Registered: 12/01/06
Posts: 410
Loc: Montreal, CAN
Well James,

your intellectual honesty is commendable. But people do need to be told, be it by a professional such as yourself or by a fan like myself, what the plain and true facts are. I strongly believe that using spruce in a keybed in much the same way as it is used on an acoustic piano, that is as long centrally pivoted levers with graded, gravity-resetting hammers at the very end of these levers, is the right way to engineer a digital piano's mechanism if such a piano is really meant to imitate an acoustic one as closely as possible. This is becoming more and more obvious as Kawai isn't the only one anymore to configure keybeds in this way, as Yamaha has started applying the same theory to its latest offerings such as the Avant Grand, I believe...

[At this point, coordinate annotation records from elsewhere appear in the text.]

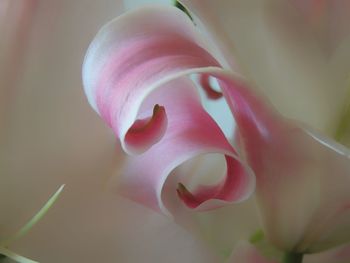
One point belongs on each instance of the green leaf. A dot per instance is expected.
(35, 219)
(12, 255)
(179, 5)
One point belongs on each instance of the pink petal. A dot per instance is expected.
(191, 132)
(302, 179)
(129, 58)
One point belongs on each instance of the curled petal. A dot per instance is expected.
(302, 178)
(143, 133)
(144, 175)
(128, 59)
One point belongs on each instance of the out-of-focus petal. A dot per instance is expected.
(286, 158)
(131, 4)
(302, 178)
(339, 255)
(274, 47)
(247, 253)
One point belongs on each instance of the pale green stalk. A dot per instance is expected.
(34, 219)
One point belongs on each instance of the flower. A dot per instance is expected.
(50, 136)
(134, 55)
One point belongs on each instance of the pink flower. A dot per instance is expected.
(136, 63)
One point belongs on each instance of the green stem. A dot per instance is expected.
(291, 257)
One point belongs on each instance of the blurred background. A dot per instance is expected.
(50, 136)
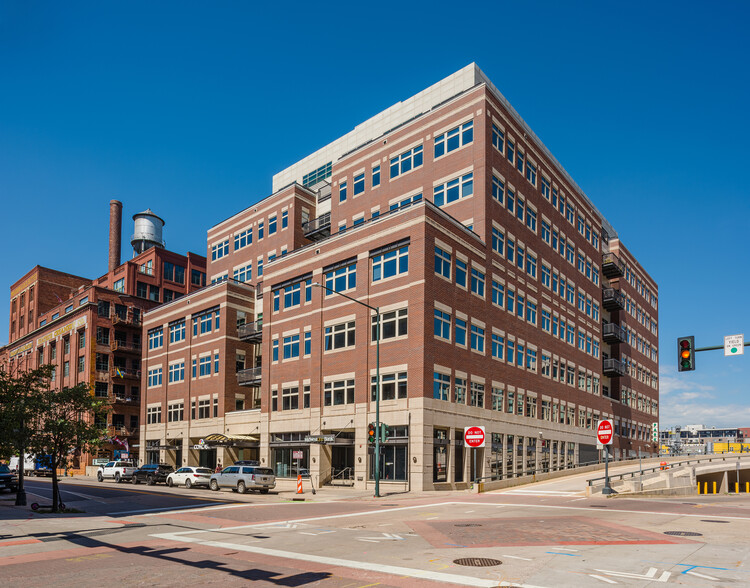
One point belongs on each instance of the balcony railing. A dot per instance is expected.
(127, 320)
(249, 377)
(130, 373)
(613, 299)
(251, 332)
(614, 333)
(318, 228)
(614, 368)
(612, 267)
(122, 346)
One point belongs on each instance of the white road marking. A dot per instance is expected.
(703, 576)
(650, 575)
(603, 579)
(357, 565)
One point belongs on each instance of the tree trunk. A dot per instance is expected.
(55, 488)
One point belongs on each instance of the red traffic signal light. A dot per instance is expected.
(686, 354)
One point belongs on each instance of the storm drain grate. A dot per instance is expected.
(477, 562)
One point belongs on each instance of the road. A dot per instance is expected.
(544, 535)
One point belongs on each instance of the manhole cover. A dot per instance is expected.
(477, 562)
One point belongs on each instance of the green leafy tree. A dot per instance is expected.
(68, 419)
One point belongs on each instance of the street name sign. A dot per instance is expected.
(474, 436)
(734, 345)
(605, 432)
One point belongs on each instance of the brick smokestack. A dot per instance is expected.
(115, 233)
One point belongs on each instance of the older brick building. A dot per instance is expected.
(506, 300)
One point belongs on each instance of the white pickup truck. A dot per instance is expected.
(116, 470)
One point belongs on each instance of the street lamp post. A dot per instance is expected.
(377, 379)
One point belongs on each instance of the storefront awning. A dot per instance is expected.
(219, 439)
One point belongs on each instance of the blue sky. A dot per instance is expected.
(189, 108)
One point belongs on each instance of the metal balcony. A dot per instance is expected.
(614, 333)
(125, 373)
(613, 299)
(249, 377)
(125, 348)
(318, 228)
(614, 368)
(251, 332)
(612, 267)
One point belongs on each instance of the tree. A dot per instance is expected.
(68, 419)
(20, 396)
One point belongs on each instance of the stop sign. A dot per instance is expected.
(605, 432)
(474, 436)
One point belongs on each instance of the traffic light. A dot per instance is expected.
(686, 354)
(371, 429)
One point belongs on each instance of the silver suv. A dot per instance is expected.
(243, 478)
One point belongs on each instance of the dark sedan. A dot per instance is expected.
(152, 473)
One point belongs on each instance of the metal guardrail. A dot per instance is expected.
(667, 466)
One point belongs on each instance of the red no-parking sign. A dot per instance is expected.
(474, 436)
(605, 432)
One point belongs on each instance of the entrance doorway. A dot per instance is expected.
(342, 465)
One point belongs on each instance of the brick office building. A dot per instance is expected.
(507, 300)
(92, 333)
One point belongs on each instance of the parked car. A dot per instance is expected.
(152, 473)
(190, 476)
(8, 480)
(243, 478)
(116, 470)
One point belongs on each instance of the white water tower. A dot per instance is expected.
(147, 233)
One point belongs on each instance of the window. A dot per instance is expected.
(442, 263)
(339, 336)
(498, 241)
(477, 282)
(341, 279)
(154, 377)
(477, 338)
(359, 183)
(453, 190)
(392, 324)
(498, 139)
(441, 385)
(292, 295)
(338, 392)
(476, 395)
(406, 161)
(453, 139)
(155, 338)
(442, 325)
(498, 189)
(177, 372)
(460, 332)
(219, 250)
(291, 347)
(392, 263)
(392, 386)
(497, 293)
(461, 269)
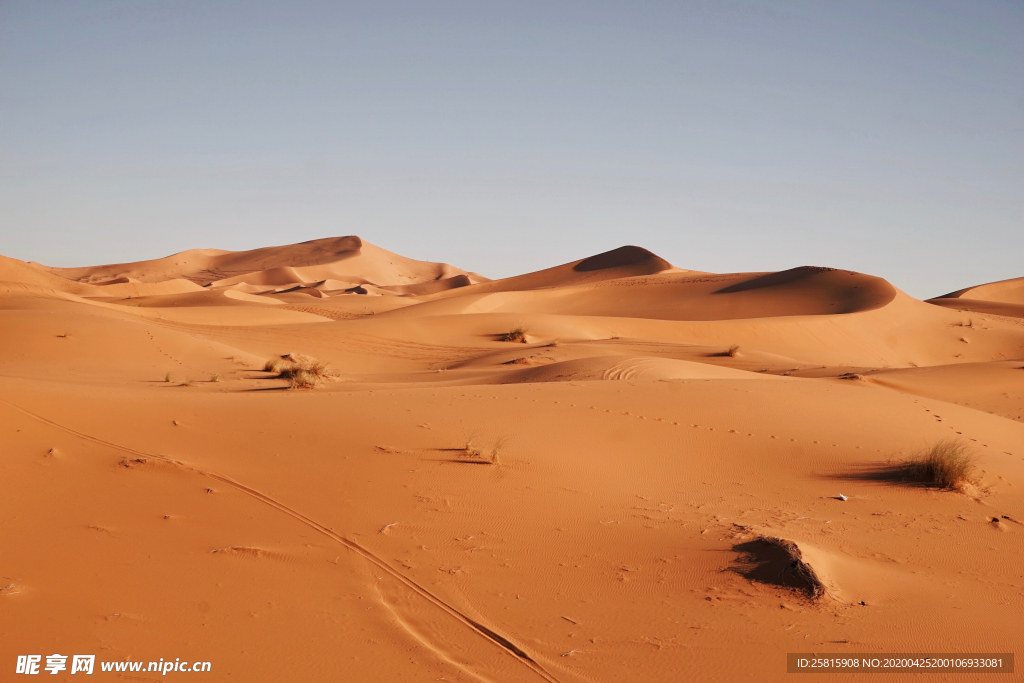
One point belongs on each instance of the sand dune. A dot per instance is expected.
(1001, 298)
(587, 502)
(346, 258)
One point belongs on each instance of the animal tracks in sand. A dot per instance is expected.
(433, 602)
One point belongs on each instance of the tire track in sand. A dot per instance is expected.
(496, 638)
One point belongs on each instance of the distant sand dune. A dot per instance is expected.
(674, 467)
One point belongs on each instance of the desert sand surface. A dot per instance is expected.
(584, 503)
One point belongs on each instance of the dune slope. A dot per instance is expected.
(586, 501)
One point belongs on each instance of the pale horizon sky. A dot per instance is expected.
(504, 137)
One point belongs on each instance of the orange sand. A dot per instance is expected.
(346, 532)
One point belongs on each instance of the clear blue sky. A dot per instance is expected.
(886, 137)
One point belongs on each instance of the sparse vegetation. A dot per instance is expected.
(302, 372)
(273, 365)
(800, 572)
(497, 449)
(947, 465)
(517, 334)
(476, 453)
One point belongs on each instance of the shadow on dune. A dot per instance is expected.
(774, 279)
(770, 562)
(622, 257)
(895, 473)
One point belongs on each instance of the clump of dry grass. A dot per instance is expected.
(302, 372)
(517, 334)
(497, 449)
(947, 465)
(474, 451)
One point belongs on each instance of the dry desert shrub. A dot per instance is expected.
(947, 465)
(302, 372)
(517, 334)
(477, 454)
(273, 365)
(801, 573)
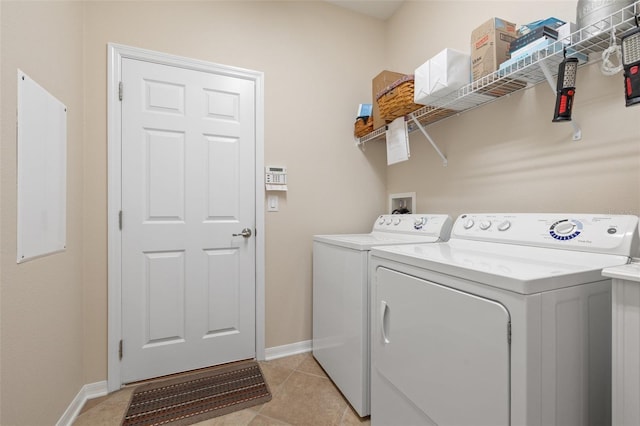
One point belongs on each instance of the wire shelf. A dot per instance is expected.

What must be understood is that cosmetically filling the sides of short GH3 levers (WHITE KEYS ONLY!!!) with wood will NOT provide the pianist with a "natural wood" keyboard in the way that pivoted levers will. If it did make a difference, then the black keys of CLP-level instruments would also be made of wood. The very proof that all this is but a sales gimmick (though an expensive one!) is that no difference can be perceived by the pianist between a CLP's "natural wood" white keys and the same instrument's black ones(!!).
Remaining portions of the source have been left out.